The Difficult Task of Creating Topophilia

The Project for Public Spaces celebrates its 40th anniversary this year, spanning a seismic shift from modernist planning and urban decay of the 1970s to the urban resurgence and focus on smart growth of today. PPS's Ethan Kent reflects.

2 minute read

May 2, 2015, 5:00 AM PDT

By Josh Stephens @jrstephens310


Place de la Republique

Clem / flickr

The Project for Public Spaces, one of the country's leading advocates for placemaking and revitalization of public spaces, was founded in the depths of urban decay in 1975. At the time, big projects and top-down planning held sway. Inspired by Jane Jacobs, founder Fred Kent advocated for many of the urban innovations that are commonplace today.

His son Ethan continues that work, contending that, for all its changes, contemporary policymaking still has not embraced placemaking as a core principle. 
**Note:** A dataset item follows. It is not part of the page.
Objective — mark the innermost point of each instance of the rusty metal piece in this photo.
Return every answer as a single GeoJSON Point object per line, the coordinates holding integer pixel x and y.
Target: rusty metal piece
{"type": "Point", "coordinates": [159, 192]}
One of the challenges lies in the amorphous definition of "place." Even if "place" is important, if policymakers and planners cannot define it, they often have trouble promoting it. In a Q&A for Policy Innovations, Kent said: 

"A place is how we are attached to our community, how we experience our world and our community. It's really the patterns of social activity, the cultural openness, commercial and cultural relationships that make a place. There is no formal discipline that is really delivering "place." Just having a space be public space alone isn't often giving value to places, and design is only a small part of what makes a place work."

That's changing with a "place capital metric" being used in Adelaide, Australia, and promoted by PPS. "We measure how businesses are doing, how many people are using the spaces, stationary activity, whether people are gathering in groups, whether there are enough women, children, and elderly in the public space, etc.," said Kent. 

Then again, there are even more ambiguous ways to evaluate cities—not by amenities and attractiveness but by the emotional connection between cities and their inhabitants: 

"The livability or quality of life lists [that are published every year] look at cities that best balance economic competitiveness and leisure activity, which are the most expensive cities in the world....I think is more about loveabilty, attachment and comfort; and those qualities can occur in some of the poorest parts of the world too."